One possible result of the experiment, although unlikely, all of the negative outcomes are found in the group that did not receive the treatment (Table 2).
Table 2. One possible outcome of our 2X2 experiment.
Subject improved | |||
---|---|---|---|
Yes | No | ||
Subject received the treatment |
Yes | 20 | 0 |
No | 0 | 20 |
Results of an experiment probably won’t be as clear as in Table 2. Treatments may be effective, but not everyone benefits. Thus, results like Table 3 may be more typical.
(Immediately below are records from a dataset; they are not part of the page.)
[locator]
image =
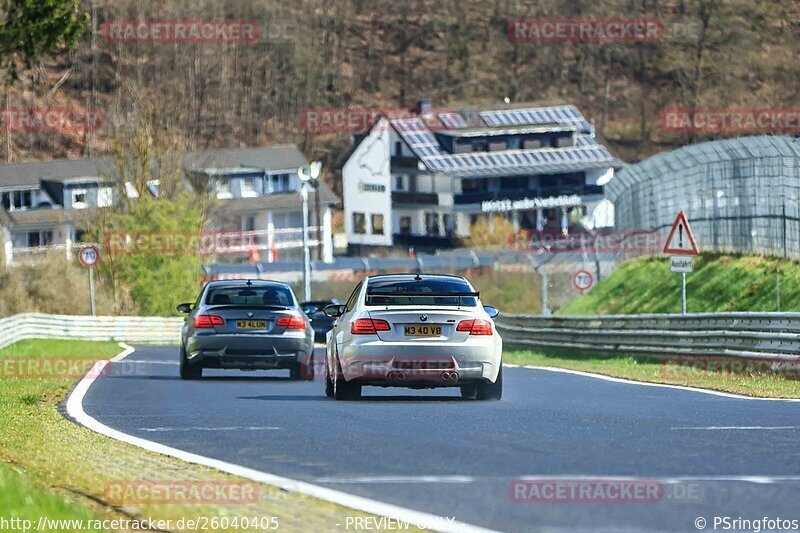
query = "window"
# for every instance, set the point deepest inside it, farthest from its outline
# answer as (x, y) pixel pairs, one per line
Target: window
(359, 223)
(432, 224)
(105, 196)
(411, 291)
(249, 187)
(351, 302)
(79, 198)
(447, 222)
(17, 200)
(279, 183)
(256, 295)
(40, 238)
(377, 224)
(223, 188)
(405, 225)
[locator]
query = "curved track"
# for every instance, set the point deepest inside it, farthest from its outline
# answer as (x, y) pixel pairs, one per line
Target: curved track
(430, 451)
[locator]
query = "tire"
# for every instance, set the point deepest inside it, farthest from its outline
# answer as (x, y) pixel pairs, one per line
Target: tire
(469, 391)
(491, 391)
(189, 370)
(343, 390)
(302, 372)
(328, 381)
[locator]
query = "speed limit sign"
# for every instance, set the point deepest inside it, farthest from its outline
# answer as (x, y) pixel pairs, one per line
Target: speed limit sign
(89, 255)
(583, 280)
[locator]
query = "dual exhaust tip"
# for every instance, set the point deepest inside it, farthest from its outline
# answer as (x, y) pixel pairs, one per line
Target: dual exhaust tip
(446, 376)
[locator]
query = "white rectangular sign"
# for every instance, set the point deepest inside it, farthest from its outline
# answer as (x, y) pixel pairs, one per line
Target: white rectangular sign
(681, 263)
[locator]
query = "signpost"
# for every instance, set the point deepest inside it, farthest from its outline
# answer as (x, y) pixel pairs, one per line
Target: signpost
(89, 256)
(583, 280)
(681, 247)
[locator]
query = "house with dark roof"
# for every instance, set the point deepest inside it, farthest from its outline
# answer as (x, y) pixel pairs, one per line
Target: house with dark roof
(49, 205)
(424, 180)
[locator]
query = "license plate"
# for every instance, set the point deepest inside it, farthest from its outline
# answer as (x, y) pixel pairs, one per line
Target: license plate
(419, 330)
(251, 324)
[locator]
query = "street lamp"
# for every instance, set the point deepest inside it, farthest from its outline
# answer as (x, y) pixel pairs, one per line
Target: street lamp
(308, 177)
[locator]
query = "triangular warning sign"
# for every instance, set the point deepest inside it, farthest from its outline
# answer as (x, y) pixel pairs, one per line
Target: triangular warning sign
(681, 240)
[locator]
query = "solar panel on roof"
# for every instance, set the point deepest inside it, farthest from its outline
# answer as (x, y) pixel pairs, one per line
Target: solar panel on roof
(452, 120)
(567, 115)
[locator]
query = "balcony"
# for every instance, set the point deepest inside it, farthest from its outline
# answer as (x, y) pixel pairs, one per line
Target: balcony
(415, 198)
(517, 194)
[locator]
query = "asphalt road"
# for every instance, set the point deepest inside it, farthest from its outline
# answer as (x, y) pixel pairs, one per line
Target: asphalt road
(430, 451)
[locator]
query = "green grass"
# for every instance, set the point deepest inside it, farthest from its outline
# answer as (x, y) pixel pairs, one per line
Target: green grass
(718, 283)
(30, 431)
(750, 381)
(24, 500)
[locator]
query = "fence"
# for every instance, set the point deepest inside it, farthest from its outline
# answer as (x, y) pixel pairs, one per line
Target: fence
(101, 328)
(772, 336)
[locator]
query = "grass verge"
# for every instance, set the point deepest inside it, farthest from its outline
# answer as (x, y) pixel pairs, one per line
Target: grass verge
(51, 467)
(734, 377)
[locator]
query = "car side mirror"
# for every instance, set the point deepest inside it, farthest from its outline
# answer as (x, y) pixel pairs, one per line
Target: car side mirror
(491, 311)
(333, 310)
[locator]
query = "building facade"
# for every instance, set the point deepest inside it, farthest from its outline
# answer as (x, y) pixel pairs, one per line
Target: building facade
(740, 195)
(423, 181)
(49, 205)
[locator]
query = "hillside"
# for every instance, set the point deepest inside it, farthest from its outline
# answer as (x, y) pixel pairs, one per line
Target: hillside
(383, 54)
(718, 283)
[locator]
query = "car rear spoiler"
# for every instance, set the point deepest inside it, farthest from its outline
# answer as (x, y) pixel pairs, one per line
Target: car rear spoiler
(418, 294)
(248, 306)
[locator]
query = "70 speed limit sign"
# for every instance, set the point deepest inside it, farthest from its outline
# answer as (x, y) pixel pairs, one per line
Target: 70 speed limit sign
(583, 280)
(89, 256)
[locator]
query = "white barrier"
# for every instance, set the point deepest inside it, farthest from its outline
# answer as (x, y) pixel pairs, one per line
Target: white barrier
(100, 328)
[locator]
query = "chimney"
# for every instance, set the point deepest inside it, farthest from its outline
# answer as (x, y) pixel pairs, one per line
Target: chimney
(424, 105)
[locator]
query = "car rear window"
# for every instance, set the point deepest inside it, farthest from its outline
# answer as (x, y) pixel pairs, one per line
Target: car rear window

Table 3. A more likely outcome of our 2X2 experiment.
Subject improved | |||
---|---|---|---|
Yes | No | ||
Subject received the treatment |
Yes | 7 | 13 |
No | 2 | 18 |
Questions
- At the time I am updating this page we are starting our fifth month of the coronavirus pandemic of 2019-2020. Daily it seems, we are also hearing news about “promising coronavirus treatments,” but as of this date, no study has been published that meets our considerations for a proper experiment. However, on May 1, the FDA issued an emergency use authorization for use of the antiviral drug remdesivir (Gilead), based on early results of clinical trials reported 29 April in The Lancet (Wang et al 2020). Briefly, their study included 158 treated with does of the antiviral drug and 79 provided with a placebo control. Both groups were treated otherwise the same. Improvement over 28 days was recorded: 62 improved with Placebo and 133 improved receiving does of remdesivir.
- Using the background described on this page, list the information needed to design a proper experiment. Using your list, review the work described in The Lancet article and check for evidence that the trial meets these requirements.
- Create a 2×2 table with the described results from The Lancet article.
- Consider our hazel tea and copper solution experiment described in Chapter 3. The outcome variables (Tail length, tail percentage, Olive moment) are quantitative, not categorical. Create a table to display the experimental design.
- For the migraine example, identify elements of the design that conform to the randomized control trial design described in Chapter 2.4.